このゲーテの形態論的な考え方を受け継いだのがクレーの造形論だと、前田さんは見ている。

クレーが再三要求する運動フォルムとは、「すべての形態、とくに有機体の形態をみるとき、そこに見出せるのは、とどまるもの、静止したままのもの、閉ざされたものでなく、むしろすべてがたえず運動してやまない」(ゲーテ)、そうした有機体の形態としての作品にほかならないのである。有機的形態の場合、部分と全体の関係を論証的に定義することは困難である。有機的形態をとらえるには分析的論証的態度ではなく目的論的態度にたつ高度な観照、ゲーテが直感的判断力と呼んだ独自な思惟が必要である。

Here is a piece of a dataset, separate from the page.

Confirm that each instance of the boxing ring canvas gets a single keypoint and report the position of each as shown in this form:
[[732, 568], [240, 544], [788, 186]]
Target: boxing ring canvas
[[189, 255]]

クレーは「芸術とは眼にみえるものを再現することではなく、眼にみえるようにすることだ」という芸術観を持っていたことも、静止した形態ではなく、形成の過程としての造形とは何か?を追求したのだろう。

コンストラクションと芸術的直観

クレーは1928年の「芸術の領域における精確な実験」というエッセイで制作論の視点から、構成と直観という意識のあり方を対比しているという。
構成は事物の生成する状態を機能的なものとして捉え、数学や物理学の方法で分析してゆく方法だが、有効でありつつも「構成的なものは全体とはみなされない」としている。直観は何物をもってしても代用できず、これを欠いては芸術作品という「全体をつくりだせない」という形で、クレーは直観を構成に対比している。

実際には芸術だから直観が必要であるというより、ゲシュタルト心理学的な意味で、人間が何かを認識する際にはすべて構成的な思考だけでなく、直観的な思考を必要としており、それゆえ、意味=価値のあるものの造形には直観が必要だということなのだろうと思う。
だからこそ、人間が価値を感じるものの設計には、物の実装としてのエンジニアリングに加えて、デザインというもうひとつの設計の考え方が必要になるのだとも言える。

クレーの時代の芸術は、科学の分野でのゲシュタルト心理学の流れと並行するように、造形におけるコンストラクションが問われていた時代でもあった。

コンポジションとは結局のところ、造形的諸部分単位をその意味価、位置価、明暗価、色彩価などにもとづいて選択・結合し、直観に即してひとつの全体へと自由に配置、統合してゆく過程を意味するが、それは同時に、画家と世界との安定した位置関係を意味していた。コンポジション概念の拡大は当然、新しい造形概念へのシフトをともない、抽象、無媒介的表出、コラージュなどの手法を共約する構成の概念、すなわちコンストラクションを出現させることになる。だが、これはたんなる手法の拡大ではない。コラージュにおける引用部分の制作者の隠蔽性・多数性が端的に物語るように、コンストラクションとは、たんなる構成ではなく、作者の立つ位置の再測定・再構成にほかならないのだ。

造形行為が単なる構成ではなく、直観を要するものである限りにおいて、芸術におけるコンストラクションにも作者がどのような視点で彼の直観を動かし造形に利用するかという観点が同時に問われることになる。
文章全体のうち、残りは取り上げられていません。